I ask her to tell me all about herself; about us, and our life together, our future together.

“That time will come on when remembrance deploring…”

“You know all about me. What can I tell you?”

And of course I do know all about her. I know that she wanted to be an actress when she was in high school, before that she wanted to be an artist, and now she designs hats and makes jewelry. I know that she was a tomboy in high school, and that she didn’t get her period until she was fourteen, and didn’t develop breasts until she was sixteen. I know that she lost her virginity (to me) at age eighteen, and that when she was in college she decided she was a lesbian and gained nearly twenty-five pounds saying that she no longer felt compelled to conform to male standards of beauty. I found that amusing. It seemed to imply that the true nature of femininity was obesity. When I shared this observation with her she called me every son-of-a-bitch she could think of, and punched me ‘til her arms got tired…even after I’d apologized. I can still remember sitting there, hugging my battered body, as I continued to apologize, laughing and being secretly amazed at how hard she could hit. I guess all that extra poundage did have its practical applications.

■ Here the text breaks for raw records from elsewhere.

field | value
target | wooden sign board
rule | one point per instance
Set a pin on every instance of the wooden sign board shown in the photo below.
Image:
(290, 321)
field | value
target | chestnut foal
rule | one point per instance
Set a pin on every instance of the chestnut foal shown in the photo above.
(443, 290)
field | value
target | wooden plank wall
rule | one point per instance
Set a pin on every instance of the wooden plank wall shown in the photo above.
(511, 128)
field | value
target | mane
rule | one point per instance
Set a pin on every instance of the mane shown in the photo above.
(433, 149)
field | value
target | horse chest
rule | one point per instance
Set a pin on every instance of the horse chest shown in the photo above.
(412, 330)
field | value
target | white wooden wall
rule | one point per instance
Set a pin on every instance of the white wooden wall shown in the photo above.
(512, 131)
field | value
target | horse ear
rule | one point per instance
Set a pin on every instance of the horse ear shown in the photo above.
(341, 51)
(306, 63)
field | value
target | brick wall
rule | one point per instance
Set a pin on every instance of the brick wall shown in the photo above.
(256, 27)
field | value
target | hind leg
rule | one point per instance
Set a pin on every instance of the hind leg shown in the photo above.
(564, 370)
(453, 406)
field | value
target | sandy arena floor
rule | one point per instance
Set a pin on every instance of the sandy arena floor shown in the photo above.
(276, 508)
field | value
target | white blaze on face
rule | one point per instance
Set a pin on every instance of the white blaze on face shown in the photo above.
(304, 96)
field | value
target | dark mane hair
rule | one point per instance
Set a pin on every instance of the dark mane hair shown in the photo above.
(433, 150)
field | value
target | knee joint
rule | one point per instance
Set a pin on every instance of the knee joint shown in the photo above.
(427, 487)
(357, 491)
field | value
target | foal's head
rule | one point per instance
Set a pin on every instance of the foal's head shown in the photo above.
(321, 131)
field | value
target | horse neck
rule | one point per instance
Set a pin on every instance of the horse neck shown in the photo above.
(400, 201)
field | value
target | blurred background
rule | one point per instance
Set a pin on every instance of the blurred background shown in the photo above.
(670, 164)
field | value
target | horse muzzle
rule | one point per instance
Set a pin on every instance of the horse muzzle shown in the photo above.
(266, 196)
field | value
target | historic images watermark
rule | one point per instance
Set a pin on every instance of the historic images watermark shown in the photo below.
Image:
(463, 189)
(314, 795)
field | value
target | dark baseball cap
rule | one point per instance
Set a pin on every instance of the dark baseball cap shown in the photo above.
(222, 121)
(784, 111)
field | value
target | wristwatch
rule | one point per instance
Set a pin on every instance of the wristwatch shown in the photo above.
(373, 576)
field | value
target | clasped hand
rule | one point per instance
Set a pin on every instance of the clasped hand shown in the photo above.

I remember all of it like it was yesterday. The memories are always clear as a photograph. They ought to be. They’re only about a few hours old. Wasn’t that when she was here last? When all those years went by? Just a few hours ago?

“Please just tell me. Act like…like we just met.”

She talks into the night, pausing occasionally to ask me why I’m crying, as I struggle desperately to keep my agonized eyes wide. She designs our future home, room by room. It is an old colonial mansion complete with angels, and gargoyles, and swirling designs in hand-carved wood. The interior is black and white art deco with gray marble floors and large sculptures (seemingly in place of furniture.) She manages to engage me in a discussion on what we should name our child. After going through a few less-than-flattering suggestions (including Rusty and Dusty) we decide to name our child Pharaoh if it’s a boy. We come to the mutual conclusion that I shouldn’t have a girl. Not with my Karma.

As we talk, I find myself slowly slipping into the fantasy, actually starting to believe that she is more than just an illusion resulting from all five senses hallucinating at once, actually starting to believe that she will not disappear like the rest of them. I find myself believing in the forever and ever, voicing concerns over a house, a child, a family, an entire life, that will never exist.

“I know you don’t believe me, really believe me. You probably never will. But I do love you and I’ll never leave you. Never. I’m not like the others. I love you.”

I don’t want to tell her how many times I’ve heard that same statement, spoken from countless faces with eyes just as honest and sincere as hers… because this time I believe it. I believe her.

Even though my eyes are twitching and itching in their sockets. I believe her even though they are burning as if someone massaged them with rock-salt and left a little tucked under each eyelid. Even though my tear ducts are empty and my eyes are so dry and tacky that I can’t even see her. Even though one of my eyes has now plastered itself shut, causing her image to fade, shiver, and shift in and out, transposed with the image of the next woman. Even though I know I’m about to blink.

“Shana…”

I pull her tightly to me and we begin to make love, passionately, furiously, our bodies crashing against each other as if in battle, as if somehow she too senses that time is short.

“No. No. No! No! Noooooo!!! Don’t leave me! Not you too! Don’t leave me!!!!”

My eye feels as if it is about to explode from my head. I see the worried look on Shana’s face. Then I blink. And it is over. She is gone.